During the end of this exchange I had actually been brushing my teeth. So after I had scolded her I turned my back on her in order to spit into the sink. She saw her opportunity. She jumped up behind me like some ninja dwarf and slapped me in the face from behind. In point of fact, she busted my nose. I was shocked! Up to this point I hadn't been angry, but that suddenly changed. I turned around bleeding to look her in the face. She was staring up at me beaming with the glow of success. I began my monolog:

“Well, I guess you can be proud of yourself! You did manage to hit me! Of course, you did it from behind, but we won't worry about that. Now, I offered to let you spank me, but that wasn't good enough for you, you wanted to slap me. Well, now you've busted my nose and I'm leaving!”

She threw her little body between me and the door.

“You're not going anywhere!”

“Now see, that's where you're wrong. I am your son and I love you, but I am much bigger than you and much much stronger. Now, you will get out of my way or I will pick you up and move you out of my way. Dad may beat me to death, but you're not going to stop me!”

Some of you may be thinking that at this point you would have put me in my place. Allow me to assure you that you wouldn't. I had been trained by both my parents not to take anything from anyone. I was as tough as nails and could have fought off several guys my size. Mom wasn't my size and didn't have half my strength. She could have gotten the shot gun and killed me, but I guess she felt that it would have been a bit extreme. She looked up at me considering the situation and then jumped to the side to give me a clear path to the door.

I stormed out into the yard and sat down on a stump while trying to stop the bleeding. Mom stood there looking at me through the door for a moment.

“Come inside.”

“No thanks!”

“You have to go to school.”

“No I don't!”

“Well, you need to.”

“I don't care! Even if you call Dad to come out here and beat me to death, I ain't moving! You hit me from behind and busted my nose. You go do whatever you want, I'm not doing anything but sitting on this stump and try to stop bleeding.”
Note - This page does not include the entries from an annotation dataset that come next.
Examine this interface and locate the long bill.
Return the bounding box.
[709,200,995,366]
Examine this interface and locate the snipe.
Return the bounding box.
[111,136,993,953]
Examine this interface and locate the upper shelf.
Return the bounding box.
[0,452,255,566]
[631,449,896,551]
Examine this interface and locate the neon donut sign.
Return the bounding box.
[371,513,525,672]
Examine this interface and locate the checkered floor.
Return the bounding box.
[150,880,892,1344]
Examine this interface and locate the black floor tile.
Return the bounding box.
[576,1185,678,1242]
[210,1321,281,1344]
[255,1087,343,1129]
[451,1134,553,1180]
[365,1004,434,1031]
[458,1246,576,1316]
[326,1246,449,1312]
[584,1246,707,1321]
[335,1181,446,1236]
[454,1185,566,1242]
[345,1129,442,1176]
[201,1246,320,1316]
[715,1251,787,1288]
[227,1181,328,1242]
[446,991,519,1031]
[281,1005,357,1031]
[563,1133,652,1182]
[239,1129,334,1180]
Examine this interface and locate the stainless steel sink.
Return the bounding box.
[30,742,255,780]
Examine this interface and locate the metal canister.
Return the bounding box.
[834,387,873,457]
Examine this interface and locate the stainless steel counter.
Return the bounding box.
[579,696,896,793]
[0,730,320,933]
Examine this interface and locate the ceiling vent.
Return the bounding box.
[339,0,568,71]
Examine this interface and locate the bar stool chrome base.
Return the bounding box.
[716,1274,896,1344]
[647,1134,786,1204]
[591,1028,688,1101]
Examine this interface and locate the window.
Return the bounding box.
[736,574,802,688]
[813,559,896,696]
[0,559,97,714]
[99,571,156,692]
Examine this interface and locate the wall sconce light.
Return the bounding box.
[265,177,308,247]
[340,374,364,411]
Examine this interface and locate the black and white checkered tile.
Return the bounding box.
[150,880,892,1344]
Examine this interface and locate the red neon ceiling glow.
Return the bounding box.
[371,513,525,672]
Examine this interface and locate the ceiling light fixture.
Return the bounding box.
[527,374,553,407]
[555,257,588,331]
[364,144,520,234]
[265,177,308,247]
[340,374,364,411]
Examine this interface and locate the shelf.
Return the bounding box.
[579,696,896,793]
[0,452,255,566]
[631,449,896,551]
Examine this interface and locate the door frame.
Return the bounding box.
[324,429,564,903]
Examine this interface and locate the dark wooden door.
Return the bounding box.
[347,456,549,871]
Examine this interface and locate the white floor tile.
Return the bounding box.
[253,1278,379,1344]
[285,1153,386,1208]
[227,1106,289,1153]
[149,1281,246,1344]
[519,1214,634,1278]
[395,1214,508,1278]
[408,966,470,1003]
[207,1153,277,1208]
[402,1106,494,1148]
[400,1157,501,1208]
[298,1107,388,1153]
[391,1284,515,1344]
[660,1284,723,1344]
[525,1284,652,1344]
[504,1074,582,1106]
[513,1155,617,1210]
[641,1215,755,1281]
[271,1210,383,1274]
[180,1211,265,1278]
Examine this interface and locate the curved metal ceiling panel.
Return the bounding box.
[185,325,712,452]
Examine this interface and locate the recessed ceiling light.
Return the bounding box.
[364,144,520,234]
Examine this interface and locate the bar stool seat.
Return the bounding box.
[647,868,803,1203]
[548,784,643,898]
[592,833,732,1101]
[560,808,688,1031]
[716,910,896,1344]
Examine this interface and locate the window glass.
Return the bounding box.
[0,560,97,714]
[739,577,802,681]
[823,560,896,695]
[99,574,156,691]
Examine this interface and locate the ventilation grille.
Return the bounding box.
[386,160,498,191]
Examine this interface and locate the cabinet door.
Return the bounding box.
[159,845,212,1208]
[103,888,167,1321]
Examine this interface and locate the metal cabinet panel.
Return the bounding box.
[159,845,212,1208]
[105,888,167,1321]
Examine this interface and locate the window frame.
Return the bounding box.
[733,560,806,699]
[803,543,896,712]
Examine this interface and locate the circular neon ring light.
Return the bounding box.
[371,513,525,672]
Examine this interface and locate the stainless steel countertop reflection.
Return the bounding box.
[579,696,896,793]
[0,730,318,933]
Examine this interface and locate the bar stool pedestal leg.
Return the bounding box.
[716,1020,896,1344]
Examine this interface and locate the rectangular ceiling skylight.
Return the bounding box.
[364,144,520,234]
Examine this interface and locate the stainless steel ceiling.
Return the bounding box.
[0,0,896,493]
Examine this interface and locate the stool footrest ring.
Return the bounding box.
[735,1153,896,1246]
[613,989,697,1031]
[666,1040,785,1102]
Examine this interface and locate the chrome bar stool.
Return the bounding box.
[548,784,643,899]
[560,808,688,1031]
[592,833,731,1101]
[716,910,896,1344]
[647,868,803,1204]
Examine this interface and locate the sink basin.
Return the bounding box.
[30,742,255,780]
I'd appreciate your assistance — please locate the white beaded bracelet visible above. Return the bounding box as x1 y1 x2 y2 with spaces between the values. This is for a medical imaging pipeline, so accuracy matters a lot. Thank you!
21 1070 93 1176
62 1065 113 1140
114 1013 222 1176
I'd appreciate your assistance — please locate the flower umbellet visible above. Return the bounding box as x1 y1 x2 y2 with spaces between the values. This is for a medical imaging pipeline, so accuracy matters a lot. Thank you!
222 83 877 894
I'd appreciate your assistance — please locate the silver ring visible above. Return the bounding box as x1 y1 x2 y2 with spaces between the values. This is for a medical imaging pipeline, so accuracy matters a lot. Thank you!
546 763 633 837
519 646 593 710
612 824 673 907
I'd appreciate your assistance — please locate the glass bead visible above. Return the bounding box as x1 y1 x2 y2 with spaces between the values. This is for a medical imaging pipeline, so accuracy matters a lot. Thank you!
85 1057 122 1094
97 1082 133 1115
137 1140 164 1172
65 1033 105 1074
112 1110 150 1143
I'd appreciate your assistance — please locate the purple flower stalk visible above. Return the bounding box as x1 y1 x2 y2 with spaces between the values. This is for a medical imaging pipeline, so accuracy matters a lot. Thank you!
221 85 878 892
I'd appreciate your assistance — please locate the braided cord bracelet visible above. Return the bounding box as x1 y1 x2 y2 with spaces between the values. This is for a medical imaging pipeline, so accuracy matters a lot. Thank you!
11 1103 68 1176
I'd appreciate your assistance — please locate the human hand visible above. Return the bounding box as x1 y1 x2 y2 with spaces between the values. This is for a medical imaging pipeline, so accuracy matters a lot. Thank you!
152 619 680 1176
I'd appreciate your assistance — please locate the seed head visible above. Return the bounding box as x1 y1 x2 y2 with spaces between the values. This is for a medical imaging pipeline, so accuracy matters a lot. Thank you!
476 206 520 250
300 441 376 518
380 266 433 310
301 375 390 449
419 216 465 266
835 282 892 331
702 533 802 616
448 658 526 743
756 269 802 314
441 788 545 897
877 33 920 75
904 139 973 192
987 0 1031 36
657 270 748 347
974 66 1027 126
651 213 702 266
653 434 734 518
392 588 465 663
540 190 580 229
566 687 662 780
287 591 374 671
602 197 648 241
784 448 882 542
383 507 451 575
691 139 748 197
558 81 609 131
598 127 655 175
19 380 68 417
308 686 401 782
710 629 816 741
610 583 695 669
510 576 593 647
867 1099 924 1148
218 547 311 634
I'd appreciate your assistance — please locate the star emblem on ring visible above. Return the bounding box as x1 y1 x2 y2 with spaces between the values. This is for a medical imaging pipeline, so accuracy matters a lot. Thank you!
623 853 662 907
This was too much for Mom. She really hadn't meant to bust my nose. It was simply a matter of her loosing her cool. When she ran into my absolute refusal to do what she told me she didn't know what to do. If she had called Dad he would have come home from work and beat my brains out, but at that point I was ready to let him and that's not really what she wanted. It upset her so much she started crying. Now, for those of you who don't know it, that's pretty much melts my resolve. Still, I kept up a bold face as best I could. She opened another dialog:

“Jeremy why don't you come inside?”

“I'm going to sit out here for a while.”

“Come in and you don't have to go to school.”

“Well, alright I guess. Just give me a few minutes.”

Josh had been watching this entire scene play out silently. At this point he broke his silence.

“Yes! No school!”

Mom replied:

“What do you mean?!? You go get ready! You're going to school!”

“Mom that's not fair!”

“I don't care! You get ready and get in the car before I cut your behind!”

Josh hung his head and walked away murmuring.

“Yea... The good kid, he goes to school! The bad kid, he get's to stay home playing! What a load!”

I have to admit that it wasn't fair. Mom had just had enough and wasn't going to take any flak from Josh. She took him to school and I got a “Stay Home Free” card because Mom had busted my nose. The point of the story is simple. My Mom is a great woman, but not a saint. If you try hard enough you can get her to give you a bloody nose!

Happy Mother's Day everyone!


  1. After the week I've had, I really needed this. It honestly made me laugh like crazy. Thanks, Jeremy, and I love you.

  2. I thought I had seen a few of Mom's more psycho moments. But she's way more psycho than I knew. And now I know why Fritz loves "Keeping Up Appearances!"